Au CIRA (Centre international de recherches sur l’anarchisme) 50 rue Consolat-09 50 51 10 89
" Cela semble aller de soi, écologie rime avec défense de la nature. Pourtant, si l’on suit attentivement les discours des « nouveaux penseurs du vivant » dans les médias généralistes comme indépendants, on reste perplexe. Les théoriciens, militants ou artistes qui y sont à l’honneur se font fort, en effet, de penser l’écologie sans la nature. Nous ne faisons pas face à la nature, disent ces intellectuels, nous ne sommes pas dehors. Nous sommes dedans, nous sommes du vivant lié à de multiples êtres vivants. À l’image des peuples animistes qui, en fait de nature, évoluent au sein d’un monde d’esprits sous des enveloppes corporelles différentes.

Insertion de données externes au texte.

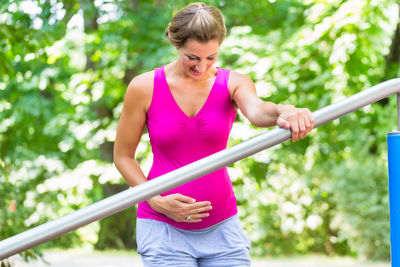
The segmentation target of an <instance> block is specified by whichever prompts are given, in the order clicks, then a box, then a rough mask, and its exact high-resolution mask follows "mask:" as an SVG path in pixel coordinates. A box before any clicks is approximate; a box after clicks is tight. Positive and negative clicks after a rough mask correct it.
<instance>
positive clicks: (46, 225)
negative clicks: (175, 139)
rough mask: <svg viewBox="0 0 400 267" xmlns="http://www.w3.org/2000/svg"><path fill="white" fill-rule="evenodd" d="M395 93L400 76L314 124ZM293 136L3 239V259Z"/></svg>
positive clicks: (177, 185) (357, 108)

Cette substitution des « vivants » à la « nature » n’a rien d’anecdotique. En effet, évacuer la nature permet de placer sur le même plan les vivants mais aussi les « non-humains », y compris les machines et les systèmes « intelligents ». Ce faisant, les nouveaux penseurs du vivant acceptent le développement technologique. Sous couvert d’écologie, ils facilitent l’expansion de l’industrialisme, autrement dit ce projet d’artificialisation du globe terrestre et de la vie humaine, issu de l’alliance entre la science physique galiléo-newtonienne et l’accumulation du capital.
Selon nous, il s’agit à la fois d’une fraude intellectuelle à critiquer, et d’une impasse politique à combattre C’est l’objet de l’ouvrage synthétique La nature existe. Par-delà règne machinal et penseurs du vivant, placé sous le patronage des naturiens. À la Belle Époque, en effet, ces anarchistes ont saisi intuitivement l’ampleur des nuisances de l’industrialisme. Nous voudrions renouer le fil de leur révolte. La nature mérite d’être sentie et méditée pour elle-même, dans son caractère énigmatique, par ceux qui naissent d’elle, œuvrent à ses côtés puis acceptent leur mort. C’est l’occasion, au-delà de la seule critique, de proposer une nouvelle façon d’être au monde, liant nature et liberté."